3. Make the problem personal. How do you make a business problem personal? By getting down in the trenches and observing the individuals who are affected by the problem (and who would also be affected by your proposed solutions). "The goal is to make it as real as possible to the people who will be generating ideas," they write.
4. Seek the perspectives of outsiders. In other words, don't solve the problem in a vacuum. In this case, Innosight and its partners sought out public health experts, retail supply chain managers, and technology experts. "Having supply chain experts in each breakout group allowed us to make connections very quickly between specific chokepoints in the MDR-TB system and other supply chains where similar problems have been solved," they note.
5. Diverge before you converge. You want to breed some conflict into your discussions. Otherwise--as we all know--a meeting can quickly devolve into a time waster, where precious minutes are lost on the first ideas to be voiced, rather than what might be the best ideas. The solution? "Start by asking participants to write down as many ideas as they can individually for five to 10 minutes. In our experience, the technique has two benefits. First, it gives introverts--who may be shy about sharing their suggestions in a larger group setting--a chance to maximize their contribution. Second, having lots of ideas on paper before the discussion begins prevents the group from rallying around any specific solution too soon."

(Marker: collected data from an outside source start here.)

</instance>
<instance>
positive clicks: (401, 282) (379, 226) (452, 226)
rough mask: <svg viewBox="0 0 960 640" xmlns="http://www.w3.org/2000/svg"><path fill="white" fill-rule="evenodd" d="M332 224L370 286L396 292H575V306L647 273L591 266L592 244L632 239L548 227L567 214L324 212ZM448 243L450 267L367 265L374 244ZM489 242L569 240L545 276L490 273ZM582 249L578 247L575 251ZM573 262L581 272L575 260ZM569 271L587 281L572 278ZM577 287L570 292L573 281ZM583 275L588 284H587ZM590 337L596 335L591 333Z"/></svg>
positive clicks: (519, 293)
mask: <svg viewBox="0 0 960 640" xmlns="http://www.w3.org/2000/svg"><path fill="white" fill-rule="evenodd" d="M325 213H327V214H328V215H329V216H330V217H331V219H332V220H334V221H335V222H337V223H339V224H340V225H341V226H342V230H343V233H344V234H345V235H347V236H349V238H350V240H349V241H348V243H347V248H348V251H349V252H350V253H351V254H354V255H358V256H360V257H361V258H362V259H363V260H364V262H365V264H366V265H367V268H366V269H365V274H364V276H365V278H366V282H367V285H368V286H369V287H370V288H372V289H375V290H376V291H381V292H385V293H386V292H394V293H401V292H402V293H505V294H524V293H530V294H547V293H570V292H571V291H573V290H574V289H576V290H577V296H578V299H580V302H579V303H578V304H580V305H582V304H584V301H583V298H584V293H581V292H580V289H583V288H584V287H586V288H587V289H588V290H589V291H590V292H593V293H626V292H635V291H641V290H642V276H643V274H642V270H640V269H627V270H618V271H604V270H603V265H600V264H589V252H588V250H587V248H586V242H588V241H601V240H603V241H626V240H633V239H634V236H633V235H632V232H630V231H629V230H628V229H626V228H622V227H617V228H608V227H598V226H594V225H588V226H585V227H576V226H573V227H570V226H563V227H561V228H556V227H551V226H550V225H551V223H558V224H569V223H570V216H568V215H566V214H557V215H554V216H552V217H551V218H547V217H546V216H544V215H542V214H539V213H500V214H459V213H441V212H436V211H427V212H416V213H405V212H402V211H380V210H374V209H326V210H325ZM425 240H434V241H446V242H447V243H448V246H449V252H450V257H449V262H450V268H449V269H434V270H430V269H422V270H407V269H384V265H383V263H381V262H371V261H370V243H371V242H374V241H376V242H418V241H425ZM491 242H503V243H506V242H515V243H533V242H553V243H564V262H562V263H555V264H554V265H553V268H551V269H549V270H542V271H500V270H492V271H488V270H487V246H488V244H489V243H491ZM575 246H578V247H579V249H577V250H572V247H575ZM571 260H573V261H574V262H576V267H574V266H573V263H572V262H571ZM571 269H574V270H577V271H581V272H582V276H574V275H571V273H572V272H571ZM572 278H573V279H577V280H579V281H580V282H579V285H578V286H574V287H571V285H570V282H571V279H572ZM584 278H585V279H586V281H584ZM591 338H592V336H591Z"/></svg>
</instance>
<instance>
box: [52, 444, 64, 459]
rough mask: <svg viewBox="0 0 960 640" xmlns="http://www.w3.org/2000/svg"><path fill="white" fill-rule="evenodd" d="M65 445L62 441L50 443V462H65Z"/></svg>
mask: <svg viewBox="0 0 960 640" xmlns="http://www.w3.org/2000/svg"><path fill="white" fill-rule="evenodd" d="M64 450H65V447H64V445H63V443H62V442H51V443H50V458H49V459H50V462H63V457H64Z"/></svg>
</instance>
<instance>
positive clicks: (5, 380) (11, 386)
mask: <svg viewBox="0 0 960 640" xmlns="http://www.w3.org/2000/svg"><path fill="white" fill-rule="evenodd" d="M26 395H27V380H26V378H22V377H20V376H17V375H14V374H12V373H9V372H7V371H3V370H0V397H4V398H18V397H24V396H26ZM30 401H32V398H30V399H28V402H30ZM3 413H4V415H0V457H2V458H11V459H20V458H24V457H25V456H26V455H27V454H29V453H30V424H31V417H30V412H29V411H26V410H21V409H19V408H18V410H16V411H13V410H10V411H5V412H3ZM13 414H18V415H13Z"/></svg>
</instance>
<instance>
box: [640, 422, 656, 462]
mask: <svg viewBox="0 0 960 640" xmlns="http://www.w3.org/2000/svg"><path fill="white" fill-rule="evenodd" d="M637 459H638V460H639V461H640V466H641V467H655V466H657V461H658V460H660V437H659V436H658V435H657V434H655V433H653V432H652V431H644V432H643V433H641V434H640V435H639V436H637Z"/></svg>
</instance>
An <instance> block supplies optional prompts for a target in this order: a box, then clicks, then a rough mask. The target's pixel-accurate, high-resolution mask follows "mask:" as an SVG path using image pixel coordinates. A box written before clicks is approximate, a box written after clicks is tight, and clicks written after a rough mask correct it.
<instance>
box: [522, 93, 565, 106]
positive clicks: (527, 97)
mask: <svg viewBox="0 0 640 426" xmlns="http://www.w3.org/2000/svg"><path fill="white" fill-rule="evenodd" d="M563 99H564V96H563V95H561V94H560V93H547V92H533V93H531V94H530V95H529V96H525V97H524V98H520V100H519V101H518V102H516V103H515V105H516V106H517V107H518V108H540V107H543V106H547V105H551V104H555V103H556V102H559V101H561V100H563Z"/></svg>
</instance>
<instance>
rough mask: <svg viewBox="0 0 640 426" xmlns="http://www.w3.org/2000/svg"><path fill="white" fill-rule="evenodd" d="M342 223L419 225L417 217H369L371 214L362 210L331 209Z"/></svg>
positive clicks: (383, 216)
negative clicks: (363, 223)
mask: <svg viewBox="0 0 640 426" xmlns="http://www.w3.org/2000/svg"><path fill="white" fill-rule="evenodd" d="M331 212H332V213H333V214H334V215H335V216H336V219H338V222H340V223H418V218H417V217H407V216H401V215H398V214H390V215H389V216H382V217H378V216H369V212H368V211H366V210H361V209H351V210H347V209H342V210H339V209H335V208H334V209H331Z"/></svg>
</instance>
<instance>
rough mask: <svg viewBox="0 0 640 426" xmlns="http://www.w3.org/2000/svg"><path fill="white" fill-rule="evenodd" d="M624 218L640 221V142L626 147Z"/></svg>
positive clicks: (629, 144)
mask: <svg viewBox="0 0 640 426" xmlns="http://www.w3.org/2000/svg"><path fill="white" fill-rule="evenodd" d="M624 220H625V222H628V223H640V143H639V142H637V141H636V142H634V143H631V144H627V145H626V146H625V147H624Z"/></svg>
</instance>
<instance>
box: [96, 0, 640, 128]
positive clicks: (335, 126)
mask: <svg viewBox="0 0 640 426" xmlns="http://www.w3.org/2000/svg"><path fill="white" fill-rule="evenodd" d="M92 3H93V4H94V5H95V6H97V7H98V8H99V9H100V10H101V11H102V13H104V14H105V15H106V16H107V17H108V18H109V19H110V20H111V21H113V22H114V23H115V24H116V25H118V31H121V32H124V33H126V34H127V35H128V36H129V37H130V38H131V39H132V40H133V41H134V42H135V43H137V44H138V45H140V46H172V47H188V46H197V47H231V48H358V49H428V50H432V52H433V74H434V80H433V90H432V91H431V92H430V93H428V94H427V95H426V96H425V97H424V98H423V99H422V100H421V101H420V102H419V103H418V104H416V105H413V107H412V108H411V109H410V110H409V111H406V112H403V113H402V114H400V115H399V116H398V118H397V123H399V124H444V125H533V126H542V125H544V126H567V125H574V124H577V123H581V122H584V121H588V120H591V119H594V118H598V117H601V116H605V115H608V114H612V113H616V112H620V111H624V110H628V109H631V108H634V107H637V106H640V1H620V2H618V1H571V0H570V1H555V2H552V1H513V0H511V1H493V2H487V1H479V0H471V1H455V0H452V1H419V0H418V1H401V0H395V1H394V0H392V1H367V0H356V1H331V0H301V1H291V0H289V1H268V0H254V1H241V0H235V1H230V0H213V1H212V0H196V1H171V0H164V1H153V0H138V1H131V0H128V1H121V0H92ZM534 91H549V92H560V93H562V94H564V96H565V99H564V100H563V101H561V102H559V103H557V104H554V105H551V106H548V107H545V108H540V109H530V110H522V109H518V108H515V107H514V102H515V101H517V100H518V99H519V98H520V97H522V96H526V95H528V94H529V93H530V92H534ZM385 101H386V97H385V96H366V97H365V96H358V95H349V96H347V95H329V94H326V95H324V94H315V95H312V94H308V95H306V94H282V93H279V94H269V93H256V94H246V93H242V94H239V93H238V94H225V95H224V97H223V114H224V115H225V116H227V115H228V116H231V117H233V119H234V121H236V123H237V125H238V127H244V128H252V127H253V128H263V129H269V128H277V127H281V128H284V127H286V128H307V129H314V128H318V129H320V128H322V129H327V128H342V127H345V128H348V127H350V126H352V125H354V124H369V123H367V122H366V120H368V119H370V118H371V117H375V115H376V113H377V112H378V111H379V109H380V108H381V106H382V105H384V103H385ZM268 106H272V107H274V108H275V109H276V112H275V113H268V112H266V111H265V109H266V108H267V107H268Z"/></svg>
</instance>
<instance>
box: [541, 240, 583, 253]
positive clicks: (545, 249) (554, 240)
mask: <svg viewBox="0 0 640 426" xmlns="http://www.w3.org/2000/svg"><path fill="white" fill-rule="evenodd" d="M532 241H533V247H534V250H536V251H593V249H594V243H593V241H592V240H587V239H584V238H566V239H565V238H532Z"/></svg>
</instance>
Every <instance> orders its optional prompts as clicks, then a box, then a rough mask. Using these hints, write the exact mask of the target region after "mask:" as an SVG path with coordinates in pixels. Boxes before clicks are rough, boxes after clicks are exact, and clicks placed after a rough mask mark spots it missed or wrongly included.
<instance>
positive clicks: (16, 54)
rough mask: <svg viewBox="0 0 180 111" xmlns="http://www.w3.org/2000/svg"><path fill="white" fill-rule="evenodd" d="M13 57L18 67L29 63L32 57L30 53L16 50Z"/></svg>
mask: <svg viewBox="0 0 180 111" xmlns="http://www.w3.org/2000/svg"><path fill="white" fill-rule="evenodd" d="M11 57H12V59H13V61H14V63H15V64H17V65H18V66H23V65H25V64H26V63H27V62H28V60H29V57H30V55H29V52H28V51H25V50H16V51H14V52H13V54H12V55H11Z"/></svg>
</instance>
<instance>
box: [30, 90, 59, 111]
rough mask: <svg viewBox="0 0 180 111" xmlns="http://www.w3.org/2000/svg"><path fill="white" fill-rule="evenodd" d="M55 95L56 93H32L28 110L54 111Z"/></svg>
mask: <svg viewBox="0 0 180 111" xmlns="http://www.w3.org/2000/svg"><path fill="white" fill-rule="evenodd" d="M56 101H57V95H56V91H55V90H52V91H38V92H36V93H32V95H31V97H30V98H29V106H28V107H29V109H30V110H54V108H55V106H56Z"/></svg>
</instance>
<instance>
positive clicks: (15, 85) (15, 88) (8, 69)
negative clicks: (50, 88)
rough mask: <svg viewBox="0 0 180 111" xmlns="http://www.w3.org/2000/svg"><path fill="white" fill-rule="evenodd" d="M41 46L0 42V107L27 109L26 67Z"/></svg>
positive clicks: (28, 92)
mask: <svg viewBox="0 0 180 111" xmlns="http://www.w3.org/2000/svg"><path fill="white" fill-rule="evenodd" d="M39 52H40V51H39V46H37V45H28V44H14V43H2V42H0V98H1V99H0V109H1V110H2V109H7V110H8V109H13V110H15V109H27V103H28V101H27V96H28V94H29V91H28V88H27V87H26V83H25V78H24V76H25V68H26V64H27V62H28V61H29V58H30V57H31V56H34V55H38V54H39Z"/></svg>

6. Create "idea resumes." An idea resume is one-page document listing the following attributes: how customers will learn about it or access it; what resources or processes are needed to make it a reality; and how the solution will achieve economic sustainability. The benefit of idea resumes is that (when they're finished) they allow all involved parties to scan and share ideas, in a way that invites "apples-to-apples" comparisons and "ensures that ideas are evaluated on their merits rather than on how well they are pitched."
7. Create a plan to learn. Your ideas, no matter how pristine they appear on their "resumes," will all contain assumptions that need testing. So the seventh step is to design these tests, and to spell out what you aim to learn from them. "And for businesses hoping to translate ideas into action," note the authors, "this is where the real work begins."
The MIT Sloan Management Review article, which is called "The Discipline of Creativity," has more details on all seven steps.